A Preservation Chicago Most Endangered 2016, the shuttered Sears Store at 1900 W. Lawrence Avenue was the first Sears, Roebuck & Company retail store to be built from the ground up as a commercial department store. It is an outstanding building with great prospects for a preservation-sensitive redevelopment.
The building was purchased from Sears Holdings and is being redeveloped by Springbank Capital Advisors. The proposed $30 million plan includes an adaptive reuse of the existing structure and will deliver 59 apartments, 91 parking places, and 30,000 square feet of ground floor commercial space.
The Lawrence Avenue Sears store was built in 1925. At that time, it was on the cutting edge of department store design including massive plate glass windows to maximize natural sunlight. Sears called this new generation of neighborhood department stores its ‘daylight’ stores, according to Professor Richard Longstreth, in his article” Sears, Roebuck and the Remaking of the Department Store, 1924-42″.

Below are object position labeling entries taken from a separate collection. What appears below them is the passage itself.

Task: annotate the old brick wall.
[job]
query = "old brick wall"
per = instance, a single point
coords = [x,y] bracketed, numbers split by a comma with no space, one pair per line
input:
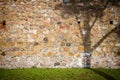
[38,35]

Preservation Chicago’s primary concern is with regard to the façade treatment. The original building façade had large and expansive windows and we would strongly support the reinstallation of windows of a similar size to the original design. Additionally, Preservation Chicago opposes the proposed staining of the original exterior blonde brick.
Earlier renderings indicated a solution that was more sensitive to the building’s original design with deeper setbacks and fewer additional floors. The developer has responded to some community concerns voiced at public meetings to address parking and traffic flow considerations. 47th Ward Alderman Ameya Pawar announced his support for the requested zoning change in September 2017.
Preservation Chicago hopes that the developer will reconsider some façade treatment elements. Urban apartment dwellers are drawn to historic properties that celebrate the building’s history. Instead of trying to make the façade something it isn’t, Preservation Chicago hopes the developer will embrace its strong, elegant appearance. Ironically, the original conceptual rendering proposed by the Springbank did a much better job at recognizing and celebrating the building’s historic elements.